During a model-design iteration of a multiple linear regression that predicts daily building energy consumption, you review the four standard diagnostic plots. The Normal Q-Q plot of standardized residuals is nearly linear, but the Scale-Location (spread-location) plot displays a pronounced fan shape in which the spread of residuals widens as the fitted values increase. Based on this evidence, which action should you prioritize in the next model iteration?
Standard-scale all predictor variables to zero mean and unit variance and then refit the ordinary least-squares model.
Remove observations with large Cook's distance values to reduce leverage effects before refitting the same model.
Introduce higher-order polynomial terms for each predictor to capture possible non-linear relationships.
Refit the model using a variance-stabilizing transformation (such as a log or Box-Cox) or weighted least squares to make the residual variance approximately constant.
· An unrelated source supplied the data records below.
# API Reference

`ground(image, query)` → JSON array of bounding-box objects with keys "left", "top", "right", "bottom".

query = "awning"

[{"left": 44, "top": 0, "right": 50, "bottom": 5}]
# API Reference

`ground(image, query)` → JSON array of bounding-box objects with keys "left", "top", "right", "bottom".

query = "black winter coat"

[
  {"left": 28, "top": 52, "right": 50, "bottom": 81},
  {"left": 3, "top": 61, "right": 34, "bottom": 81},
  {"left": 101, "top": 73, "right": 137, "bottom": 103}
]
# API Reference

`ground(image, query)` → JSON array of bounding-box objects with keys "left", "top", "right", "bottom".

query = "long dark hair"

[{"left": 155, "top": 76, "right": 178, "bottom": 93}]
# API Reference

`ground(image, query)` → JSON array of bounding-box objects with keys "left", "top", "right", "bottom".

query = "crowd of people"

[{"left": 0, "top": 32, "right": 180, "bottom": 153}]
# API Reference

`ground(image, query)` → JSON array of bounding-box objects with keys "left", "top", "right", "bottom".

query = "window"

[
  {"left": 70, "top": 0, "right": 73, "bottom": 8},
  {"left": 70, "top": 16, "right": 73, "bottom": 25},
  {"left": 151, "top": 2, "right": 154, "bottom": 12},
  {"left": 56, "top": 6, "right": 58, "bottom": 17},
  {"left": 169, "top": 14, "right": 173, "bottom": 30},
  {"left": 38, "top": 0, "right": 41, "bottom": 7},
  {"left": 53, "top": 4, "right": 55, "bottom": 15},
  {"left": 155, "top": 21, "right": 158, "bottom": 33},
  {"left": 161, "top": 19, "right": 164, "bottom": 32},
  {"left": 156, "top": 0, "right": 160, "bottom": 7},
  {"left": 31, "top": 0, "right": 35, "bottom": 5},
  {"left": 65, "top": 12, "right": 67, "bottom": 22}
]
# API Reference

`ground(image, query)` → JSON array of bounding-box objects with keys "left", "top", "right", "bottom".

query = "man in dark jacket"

A fan-shaped Scale-Location plot indicates heteroscedasticity-error variance grows with the predicted value. The most direct way to remove this violation of the homoscedasticity assumption is to transform the response with a variance-stabilizing transformation (for example, a log or Box-Cox power transform) or to refit the model with weighted least squares so that observations with larger error variance receive less influence. Adding polynomial terms targets non-linearity rather than unequal variance, deleting high-leverage points deals with influence not heteroscedasticity, and merely standardizing predictors leaves the residual variance pattern unchanged. Therefore, the transformation or heteroscedasticity-aware re-estimation is the correct next step.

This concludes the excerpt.